The species inhabits crevices in limestone, dolomite, marlstone, and chert rocks. It typically grows on steep to vertical rock faces with slopes of 80–100 degrees, at elevations ranging from approximately 445 to 1,475 metres above sea level. These rock faces vary in aspect, though many localities have southern, southeastern, or eastern exposures.

Phytosociologically, M. villosa primarily occurs in the plant community Campanulo carnicae–Moehringietum villosae, often associated with other specialized rock-dwelling plants including Campanula carnica, Paederota lutea, Asplenium trichomanes, and Sesleria caerulea. Based on variations in habitat conditions and associated species, researchers have identified several variants of this community, including those characterized by Carex mucronata, Paederota lutea, Festuca stenantha, and Campanula carnica.

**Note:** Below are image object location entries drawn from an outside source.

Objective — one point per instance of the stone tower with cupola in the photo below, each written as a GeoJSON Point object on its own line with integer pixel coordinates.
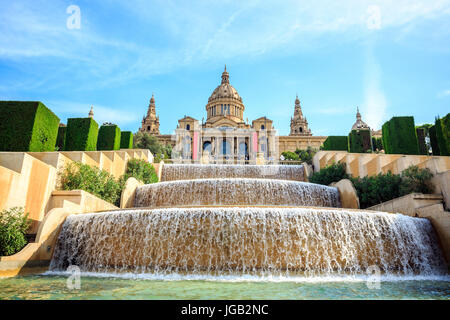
{"type": "Point", "coordinates": [150, 122]}
{"type": "Point", "coordinates": [299, 124]}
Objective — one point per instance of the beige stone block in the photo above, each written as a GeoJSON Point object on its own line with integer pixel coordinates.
{"type": "Point", "coordinates": [129, 193]}
{"type": "Point", "coordinates": [347, 194]}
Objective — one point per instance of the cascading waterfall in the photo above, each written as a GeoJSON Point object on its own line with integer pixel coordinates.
{"type": "Point", "coordinates": [255, 241]}
{"type": "Point", "coordinates": [230, 225]}
{"type": "Point", "coordinates": [171, 172]}
{"type": "Point", "coordinates": [236, 192]}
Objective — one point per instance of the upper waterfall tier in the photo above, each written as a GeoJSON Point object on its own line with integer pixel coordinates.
{"type": "Point", "coordinates": [171, 172]}
{"type": "Point", "coordinates": [257, 241]}
{"type": "Point", "coordinates": [243, 192]}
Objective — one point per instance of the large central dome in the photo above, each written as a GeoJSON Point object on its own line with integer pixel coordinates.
{"type": "Point", "coordinates": [225, 107]}
{"type": "Point", "coordinates": [225, 90]}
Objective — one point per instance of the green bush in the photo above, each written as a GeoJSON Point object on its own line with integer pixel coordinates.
{"type": "Point", "coordinates": [384, 187]}
{"type": "Point", "coordinates": [399, 136]}
{"type": "Point", "coordinates": [108, 138]}
{"type": "Point", "coordinates": [376, 189]}
{"type": "Point", "coordinates": [289, 155]}
{"type": "Point", "coordinates": [306, 155]}
{"type": "Point", "coordinates": [442, 127]}
{"type": "Point", "coordinates": [433, 141]}
{"type": "Point", "coordinates": [421, 141]}
{"type": "Point", "coordinates": [81, 134]}
{"type": "Point", "coordinates": [61, 138]}
{"type": "Point", "coordinates": [336, 143]}
{"type": "Point", "coordinates": [78, 176]}
{"type": "Point", "coordinates": [359, 141]}
{"type": "Point", "coordinates": [141, 170]}
{"type": "Point", "coordinates": [126, 140]}
{"type": "Point", "coordinates": [13, 227]}
{"type": "Point", "coordinates": [27, 126]}
{"type": "Point", "coordinates": [329, 174]}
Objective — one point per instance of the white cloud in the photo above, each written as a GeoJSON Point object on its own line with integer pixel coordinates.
{"type": "Point", "coordinates": [193, 33]}
{"type": "Point", "coordinates": [375, 104]}
{"type": "Point", "coordinates": [443, 93]}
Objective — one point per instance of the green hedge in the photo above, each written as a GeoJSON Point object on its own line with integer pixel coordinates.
{"type": "Point", "coordinates": [81, 134]}
{"type": "Point", "coordinates": [399, 136]}
{"type": "Point", "coordinates": [14, 225]}
{"type": "Point", "coordinates": [359, 141]}
{"type": "Point", "coordinates": [61, 138]}
{"type": "Point", "coordinates": [433, 141]}
{"type": "Point", "coordinates": [27, 126]}
{"type": "Point", "coordinates": [421, 140]}
{"type": "Point", "coordinates": [336, 143]}
{"type": "Point", "coordinates": [108, 138]}
{"type": "Point", "coordinates": [442, 127]}
{"type": "Point", "coordinates": [126, 140]}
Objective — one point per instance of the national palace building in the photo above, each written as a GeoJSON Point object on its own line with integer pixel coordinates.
{"type": "Point", "coordinates": [225, 135]}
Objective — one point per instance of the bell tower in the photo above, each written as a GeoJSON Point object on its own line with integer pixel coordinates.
{"type": "Point", "coordinates": [150, 123]}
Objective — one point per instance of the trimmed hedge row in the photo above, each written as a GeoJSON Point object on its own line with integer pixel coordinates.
{"type": "Point", "coordinates": [27, 126]}
{"type": "Point", "coordinates": [399, 136]}
{"type": "Point", "coordinates": [433, 141]}
{"type": "Point", "coordinates": [108, 138]}
{"type": "Point", "coordinates": [81, 134]}
{"type": "Point", "coordinates": [61, 138]}
{"type": "Point", "coordinates": [359, 141]}
{"type": "Point", "coordinates": [126, 140]}
{"type": "Point", "coordinates": [443, 135]}
{"type": "Point", "coordinates": [421, 140]}
{"type": "Point", "coordinates": [336, 143]}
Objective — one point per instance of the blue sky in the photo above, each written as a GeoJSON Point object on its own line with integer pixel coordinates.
{"type": "Point", "coordinates": [390, 58]}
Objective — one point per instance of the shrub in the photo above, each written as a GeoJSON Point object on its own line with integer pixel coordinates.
{"type": "Point", "coordinates": [442, 127]}
{"type": "Point", "coordinates": [399, 136]}
{"type": "Point", "coordinates": [78, 176]}
{"type": "Point", "coordinates": [61, 138]}
{"type": "Point", "coordinates": [141, 170]}
{"type": "Point", "coordinates": [384, 187]}
{"type": "Point", "coordinates": [415, 179]}
{"type": "Point", "coordinates": [376, 189]}
{"type": "Point", "coordinates": [359, 141]}
{"type": "Point", "coordinates": [329, 174]}
{"type": "Point", "coordinates": [433, 141]}
{"type": "Point", "coordinates": [289, 155]}
{"type": "Point", "coordinates": [27, 126]}
{"type": "Point", "coordinates": [108, 138]}
{"type": "Point", "coordinates": [126, 140]}
{"type": "Point", "coordinates": [336, 143]}
{"type": "Point", "coordinates": [306, 155]}
{"type": "Point", "coordinates": [13, 227]}
{"type": "Point", "coordinates": [81, 134]}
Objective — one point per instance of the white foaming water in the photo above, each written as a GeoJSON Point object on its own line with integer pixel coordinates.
{"type": "Point", "coordinates": [248, 243]}
{"type": "Point", "coordinates": [236, 192]}
{"type": "Point", "coordinates": [173, 172]}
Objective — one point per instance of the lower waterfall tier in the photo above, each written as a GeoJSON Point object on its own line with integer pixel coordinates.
{"type": "Point", "coordinates": [257, 241]}
{"type": "Point", "coordinates": [235, 192]}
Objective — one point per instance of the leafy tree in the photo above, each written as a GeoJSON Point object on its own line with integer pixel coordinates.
{"type": "Point", "coordinates": [306, 155]}
{"type": "Point", "coordinates": [141, 170]}
{"type": "Point", "coordinates": [330, 174]}
{"type": "Point", "coordinates": [289, 155]}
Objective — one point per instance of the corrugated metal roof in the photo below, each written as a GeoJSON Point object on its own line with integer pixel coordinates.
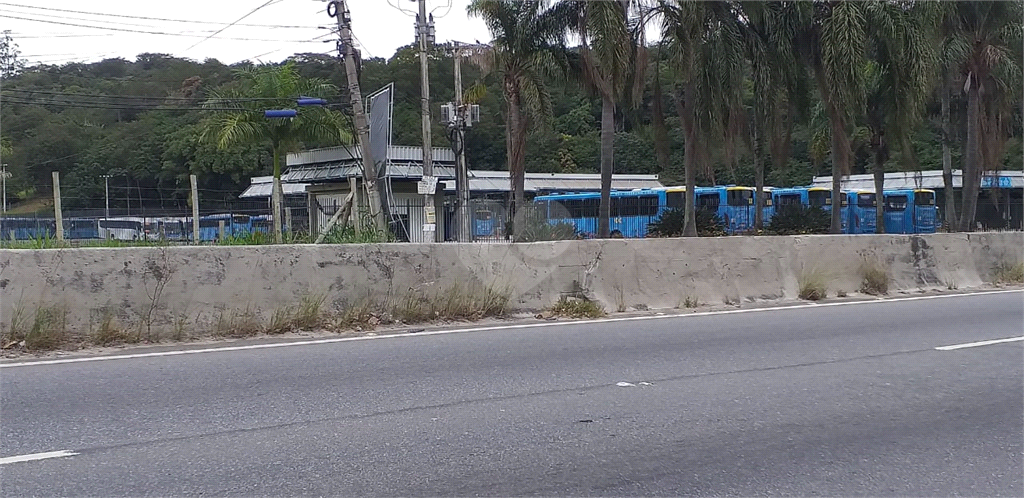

While predominantly found in relatively dry rock crevices, M. villosa occasionally appears in more water-loving (hydrophilic) plant communities with dominant Viola biflora, particularly at sites like Curk waterfall. The species shows morphological variation, with specimens at some localities (including Curk waterfall) corresponding to the less hairy form Moehringia villosa f. glabrescens. As of 2021, the species was assessed as vital with generally unthreatened populations, as its rocky habitats are not subject to direct human intervention.